Joseph Tobolski, director of cloud computing at systems integration giant Accenture, gave tips on cloud computing implementation. Mitch Nelson, director of business operations at computer graphics software vendor Adobe, spoke about software applications in the cloud. Doug Menefee, CIO of The Schumacher Group, delivered his perspective as an experienced cloud user.

AMD's Lewis focused much of her remarks on how AMD's hardware virtualization works hand-in-hand with software virtualization technologies such as hypervisors to support cost effective cloud computing. Cost performance benefits can accrue across areas that run the gamut from infrastructure to energy use, she said. Cloud infrastructures perform better when cloud resources are kept as close as possible to users, for reduced network overhead, she elaborated later, in an interview with Betanews.

Virtualization can help that to happen by supporting geographic distribution of relatively small yet powerful servers that can run multiple operating systems.

Quad-core AMD Opteron chips are being used as the underlying processor behind implementations of Microsoft's Azure virtualization software, for instance. "We have lots of other examples, too, many of them involving very advanced approaches to virtualization," she told Betanews.

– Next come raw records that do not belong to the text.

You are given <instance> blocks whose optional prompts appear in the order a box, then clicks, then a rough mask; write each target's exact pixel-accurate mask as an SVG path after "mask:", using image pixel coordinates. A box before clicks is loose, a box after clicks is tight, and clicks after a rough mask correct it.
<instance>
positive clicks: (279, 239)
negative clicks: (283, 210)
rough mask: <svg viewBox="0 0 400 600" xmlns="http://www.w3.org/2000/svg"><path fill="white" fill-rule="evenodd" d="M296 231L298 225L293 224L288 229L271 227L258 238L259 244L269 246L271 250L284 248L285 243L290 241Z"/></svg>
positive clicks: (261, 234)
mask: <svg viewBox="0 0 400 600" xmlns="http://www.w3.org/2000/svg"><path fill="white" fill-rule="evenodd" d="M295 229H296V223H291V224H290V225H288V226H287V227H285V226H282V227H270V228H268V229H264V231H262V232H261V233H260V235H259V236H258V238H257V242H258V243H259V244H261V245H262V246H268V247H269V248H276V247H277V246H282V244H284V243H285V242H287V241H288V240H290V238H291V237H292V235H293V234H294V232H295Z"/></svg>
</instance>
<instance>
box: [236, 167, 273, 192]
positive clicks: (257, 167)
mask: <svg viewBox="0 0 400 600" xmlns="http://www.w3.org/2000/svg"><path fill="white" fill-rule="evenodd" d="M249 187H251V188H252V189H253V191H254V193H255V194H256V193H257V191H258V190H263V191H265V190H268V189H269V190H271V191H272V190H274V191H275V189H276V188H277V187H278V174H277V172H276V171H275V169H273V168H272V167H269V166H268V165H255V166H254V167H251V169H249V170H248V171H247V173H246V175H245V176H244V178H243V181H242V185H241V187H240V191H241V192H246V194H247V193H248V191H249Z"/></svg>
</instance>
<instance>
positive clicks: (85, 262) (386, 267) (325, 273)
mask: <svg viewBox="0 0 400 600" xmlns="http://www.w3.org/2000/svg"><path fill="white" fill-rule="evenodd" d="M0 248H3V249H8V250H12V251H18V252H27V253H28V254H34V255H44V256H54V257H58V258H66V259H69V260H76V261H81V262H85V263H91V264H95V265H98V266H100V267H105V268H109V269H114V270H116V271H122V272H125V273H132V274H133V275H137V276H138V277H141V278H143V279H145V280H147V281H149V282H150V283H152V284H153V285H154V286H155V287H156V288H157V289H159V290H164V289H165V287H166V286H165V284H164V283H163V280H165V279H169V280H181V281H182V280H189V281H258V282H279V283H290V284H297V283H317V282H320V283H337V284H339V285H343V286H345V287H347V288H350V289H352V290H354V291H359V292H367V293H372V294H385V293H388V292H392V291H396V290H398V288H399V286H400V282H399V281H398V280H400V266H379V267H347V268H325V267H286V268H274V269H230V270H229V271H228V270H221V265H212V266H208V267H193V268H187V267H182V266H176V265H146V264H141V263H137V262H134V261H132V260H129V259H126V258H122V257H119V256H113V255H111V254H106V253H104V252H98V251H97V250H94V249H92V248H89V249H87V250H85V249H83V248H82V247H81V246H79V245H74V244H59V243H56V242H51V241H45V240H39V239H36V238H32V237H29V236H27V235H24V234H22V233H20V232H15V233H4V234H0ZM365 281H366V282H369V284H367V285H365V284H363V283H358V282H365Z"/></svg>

In addition, cloud service providers such as Amazon are looking to use the "smallest possible power envelopes," Lewis said. Expenses are skyrocketing around requirements to both power and cool cloud-enabling data centers.

To that end, AMD entered widespread release in late January with new low-power 45 nm quad-core AMD Opteron" HE processors. Depending on configuration, the chips are variously designed for very high-end data center customers, and for smaller data centers that need to maximize performance it peak hours while managing energy costs during low-utilization hours.

Initially included in eight server models from Hewlett-Packard, AMD's new lower-power chips are expected to be available for systems from Dell, Sun, and other IT vendors later this quarter.